Exo 13:18. There were various reasons why God led them through the way of the wilderness of the Red sea. The Egyptians were to be drowned in the Red sea, the Israelites were to be humbled and proved in the wilderness, Deu 8:2. God had given it to Moses for a sign, Exo 3:12, Ye shall serve God in this mountain. They had again and again told Pharaoh that they must go three days journey into the wilderness to do sacrifice, and therefore it was requisite they should march that way, else they had justly been exclaimed against as dissemblers. Before they entered the lists with their enemies, matters must be settled between them and their God; laws must be given, ordinances instituted, covenants sealed; and for the doing of this it was necessary they should retire into the solitudes of a wilderness, the only closet for such a crowd; the high road would be no proper place for these transactions. The reason why God did not lead them the nearest way, which would have brought them in a few days to the land of the Philistines, was because they were not yet fit for war, much less for war with the Philistines. Their spirits were broken with slavery; the Philistines were formidable enemies; it was convenient they should begin with the Amalekites, and be prepared for the wars of Canaan, by experiencing the difficulties of the wilderness.
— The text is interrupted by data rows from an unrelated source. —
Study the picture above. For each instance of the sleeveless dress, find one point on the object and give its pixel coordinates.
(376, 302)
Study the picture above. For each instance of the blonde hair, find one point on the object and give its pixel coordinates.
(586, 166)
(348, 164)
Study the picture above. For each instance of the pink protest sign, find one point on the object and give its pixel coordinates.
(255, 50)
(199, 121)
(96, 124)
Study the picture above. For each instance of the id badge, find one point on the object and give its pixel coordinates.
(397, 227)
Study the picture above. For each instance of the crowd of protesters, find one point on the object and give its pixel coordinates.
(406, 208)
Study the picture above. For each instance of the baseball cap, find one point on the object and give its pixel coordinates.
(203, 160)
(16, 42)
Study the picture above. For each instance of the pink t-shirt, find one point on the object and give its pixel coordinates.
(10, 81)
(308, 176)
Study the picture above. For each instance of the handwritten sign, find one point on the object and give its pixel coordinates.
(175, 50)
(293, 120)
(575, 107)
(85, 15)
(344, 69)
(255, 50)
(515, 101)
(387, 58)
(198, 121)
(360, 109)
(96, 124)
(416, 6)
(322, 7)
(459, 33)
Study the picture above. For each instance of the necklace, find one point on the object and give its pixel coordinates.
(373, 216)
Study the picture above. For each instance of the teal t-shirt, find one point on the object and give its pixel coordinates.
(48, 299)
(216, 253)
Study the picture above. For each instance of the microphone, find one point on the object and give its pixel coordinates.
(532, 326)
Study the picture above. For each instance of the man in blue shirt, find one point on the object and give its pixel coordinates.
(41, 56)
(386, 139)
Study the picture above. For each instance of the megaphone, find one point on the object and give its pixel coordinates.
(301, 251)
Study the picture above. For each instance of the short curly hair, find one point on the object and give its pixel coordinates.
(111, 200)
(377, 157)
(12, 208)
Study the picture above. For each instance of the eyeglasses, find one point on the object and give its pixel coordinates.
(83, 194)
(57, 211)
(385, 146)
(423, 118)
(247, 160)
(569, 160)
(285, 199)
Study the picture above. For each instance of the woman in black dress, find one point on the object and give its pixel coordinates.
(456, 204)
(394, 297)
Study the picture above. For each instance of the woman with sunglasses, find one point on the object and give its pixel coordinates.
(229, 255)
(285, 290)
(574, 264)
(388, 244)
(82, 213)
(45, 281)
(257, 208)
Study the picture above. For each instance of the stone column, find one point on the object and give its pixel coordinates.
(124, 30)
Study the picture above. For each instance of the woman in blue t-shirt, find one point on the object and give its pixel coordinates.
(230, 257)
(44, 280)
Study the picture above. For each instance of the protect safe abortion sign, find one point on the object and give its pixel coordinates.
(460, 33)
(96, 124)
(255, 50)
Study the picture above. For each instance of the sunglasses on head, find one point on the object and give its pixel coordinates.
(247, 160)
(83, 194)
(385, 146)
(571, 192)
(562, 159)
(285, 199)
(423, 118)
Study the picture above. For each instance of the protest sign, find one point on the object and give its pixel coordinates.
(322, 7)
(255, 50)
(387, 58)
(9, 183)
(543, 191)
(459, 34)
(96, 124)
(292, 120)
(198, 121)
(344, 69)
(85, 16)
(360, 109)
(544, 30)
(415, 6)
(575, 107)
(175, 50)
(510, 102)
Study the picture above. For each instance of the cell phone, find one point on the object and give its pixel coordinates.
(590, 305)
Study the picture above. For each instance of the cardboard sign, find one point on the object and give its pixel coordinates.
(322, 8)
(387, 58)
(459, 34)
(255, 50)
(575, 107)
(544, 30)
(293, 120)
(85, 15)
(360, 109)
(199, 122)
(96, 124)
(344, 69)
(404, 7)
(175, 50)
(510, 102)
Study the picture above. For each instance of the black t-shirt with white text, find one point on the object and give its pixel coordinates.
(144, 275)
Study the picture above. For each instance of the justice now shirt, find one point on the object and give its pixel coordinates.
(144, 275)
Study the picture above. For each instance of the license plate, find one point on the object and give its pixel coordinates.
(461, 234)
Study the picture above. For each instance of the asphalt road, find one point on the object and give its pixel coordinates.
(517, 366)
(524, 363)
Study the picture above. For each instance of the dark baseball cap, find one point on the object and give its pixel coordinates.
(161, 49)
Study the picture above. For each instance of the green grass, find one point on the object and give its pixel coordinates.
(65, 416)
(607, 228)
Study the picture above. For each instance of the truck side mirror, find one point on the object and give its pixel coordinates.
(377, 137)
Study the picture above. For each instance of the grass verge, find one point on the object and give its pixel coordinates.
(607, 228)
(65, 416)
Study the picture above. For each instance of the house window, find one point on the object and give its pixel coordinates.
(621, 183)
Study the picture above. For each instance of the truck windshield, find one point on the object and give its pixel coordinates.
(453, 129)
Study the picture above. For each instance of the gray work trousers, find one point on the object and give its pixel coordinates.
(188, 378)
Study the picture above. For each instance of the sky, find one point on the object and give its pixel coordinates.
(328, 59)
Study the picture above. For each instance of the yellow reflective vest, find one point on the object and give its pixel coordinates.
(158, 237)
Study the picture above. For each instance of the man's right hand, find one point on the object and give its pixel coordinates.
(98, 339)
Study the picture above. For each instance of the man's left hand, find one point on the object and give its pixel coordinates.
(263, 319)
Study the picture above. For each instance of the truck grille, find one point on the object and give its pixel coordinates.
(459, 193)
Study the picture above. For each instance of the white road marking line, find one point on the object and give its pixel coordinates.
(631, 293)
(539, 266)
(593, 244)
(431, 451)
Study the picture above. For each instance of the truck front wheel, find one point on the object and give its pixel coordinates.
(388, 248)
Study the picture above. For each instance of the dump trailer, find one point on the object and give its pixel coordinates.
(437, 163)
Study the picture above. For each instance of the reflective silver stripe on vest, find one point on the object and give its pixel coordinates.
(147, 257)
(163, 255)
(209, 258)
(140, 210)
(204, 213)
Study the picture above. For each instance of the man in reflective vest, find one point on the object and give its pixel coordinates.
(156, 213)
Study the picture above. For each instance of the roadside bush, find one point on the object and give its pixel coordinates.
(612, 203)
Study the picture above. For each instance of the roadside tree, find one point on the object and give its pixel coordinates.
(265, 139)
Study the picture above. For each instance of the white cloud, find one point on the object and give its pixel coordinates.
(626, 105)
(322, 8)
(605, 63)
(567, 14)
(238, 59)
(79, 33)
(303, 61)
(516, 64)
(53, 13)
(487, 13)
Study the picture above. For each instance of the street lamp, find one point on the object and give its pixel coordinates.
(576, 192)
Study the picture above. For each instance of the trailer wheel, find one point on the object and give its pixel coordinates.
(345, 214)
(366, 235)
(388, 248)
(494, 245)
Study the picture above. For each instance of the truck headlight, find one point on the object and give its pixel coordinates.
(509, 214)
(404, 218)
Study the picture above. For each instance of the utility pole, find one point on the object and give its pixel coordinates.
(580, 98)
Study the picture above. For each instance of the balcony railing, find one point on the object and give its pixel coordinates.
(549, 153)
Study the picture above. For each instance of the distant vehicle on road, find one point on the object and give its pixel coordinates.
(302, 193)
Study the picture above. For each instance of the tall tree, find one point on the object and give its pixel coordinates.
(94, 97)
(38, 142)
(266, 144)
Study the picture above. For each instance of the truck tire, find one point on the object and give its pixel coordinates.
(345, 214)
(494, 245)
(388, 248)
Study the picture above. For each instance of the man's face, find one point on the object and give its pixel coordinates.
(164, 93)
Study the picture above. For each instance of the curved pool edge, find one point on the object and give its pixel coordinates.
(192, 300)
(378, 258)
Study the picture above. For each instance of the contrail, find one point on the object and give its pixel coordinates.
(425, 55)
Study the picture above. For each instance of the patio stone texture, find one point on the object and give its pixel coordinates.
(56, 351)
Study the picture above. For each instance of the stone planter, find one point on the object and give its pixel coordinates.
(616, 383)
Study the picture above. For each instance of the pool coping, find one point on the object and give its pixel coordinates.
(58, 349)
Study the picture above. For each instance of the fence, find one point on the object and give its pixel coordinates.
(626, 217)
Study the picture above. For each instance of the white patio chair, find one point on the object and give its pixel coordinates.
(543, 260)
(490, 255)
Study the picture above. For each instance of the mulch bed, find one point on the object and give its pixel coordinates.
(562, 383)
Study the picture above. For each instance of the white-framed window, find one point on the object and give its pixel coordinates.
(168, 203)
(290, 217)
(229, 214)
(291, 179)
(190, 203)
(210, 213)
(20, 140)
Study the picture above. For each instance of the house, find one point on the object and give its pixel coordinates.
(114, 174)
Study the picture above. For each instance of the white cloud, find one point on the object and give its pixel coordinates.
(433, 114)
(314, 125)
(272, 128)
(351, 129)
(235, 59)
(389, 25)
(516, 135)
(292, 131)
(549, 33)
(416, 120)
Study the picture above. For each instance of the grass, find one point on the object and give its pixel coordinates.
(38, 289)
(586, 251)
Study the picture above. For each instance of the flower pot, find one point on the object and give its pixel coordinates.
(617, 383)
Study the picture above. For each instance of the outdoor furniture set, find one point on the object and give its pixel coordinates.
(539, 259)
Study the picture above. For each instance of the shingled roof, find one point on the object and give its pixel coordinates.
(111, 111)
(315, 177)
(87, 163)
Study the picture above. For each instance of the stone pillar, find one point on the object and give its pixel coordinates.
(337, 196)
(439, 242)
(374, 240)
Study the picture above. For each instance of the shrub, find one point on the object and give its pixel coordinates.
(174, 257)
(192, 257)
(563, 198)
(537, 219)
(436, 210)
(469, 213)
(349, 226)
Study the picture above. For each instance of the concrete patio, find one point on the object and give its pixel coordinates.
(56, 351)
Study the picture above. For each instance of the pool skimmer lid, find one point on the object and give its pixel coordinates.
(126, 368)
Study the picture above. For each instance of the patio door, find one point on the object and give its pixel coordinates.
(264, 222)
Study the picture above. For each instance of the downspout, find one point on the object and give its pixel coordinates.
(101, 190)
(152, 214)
God is said to bring Israel out of Egypt, as the eagle brings up her young ones, Deu 32:11, teaching them by degrees to fly. They went up harnessed The original word for harnessed here is variously rendered: it comes from a root which signifies five, hence some render it five in a rank. The same word is rendered prepared for war, Jos 1:14; Jos 4:12-13. Targum, girded, harnessed. Vulg. armati, armed. So the Seventy, equipped, prepared, furnished: thus in Joshua; but in this place of Exodus the Seventy render the word , the fifth generation, and translate the passage, In the fifth generation, the children of Israel went up out of the land of Egypt.

Fuente: Joseph Bensons Commentary on the Old and New Testaments

13:18 But God led the people about, [through] the way of the wilderness of the Red sea: and the children of Israel went up {k} harnessed out of the land of Egypt.

(k) That is, not secretly but openly and as the word signifies, set in order by five and five.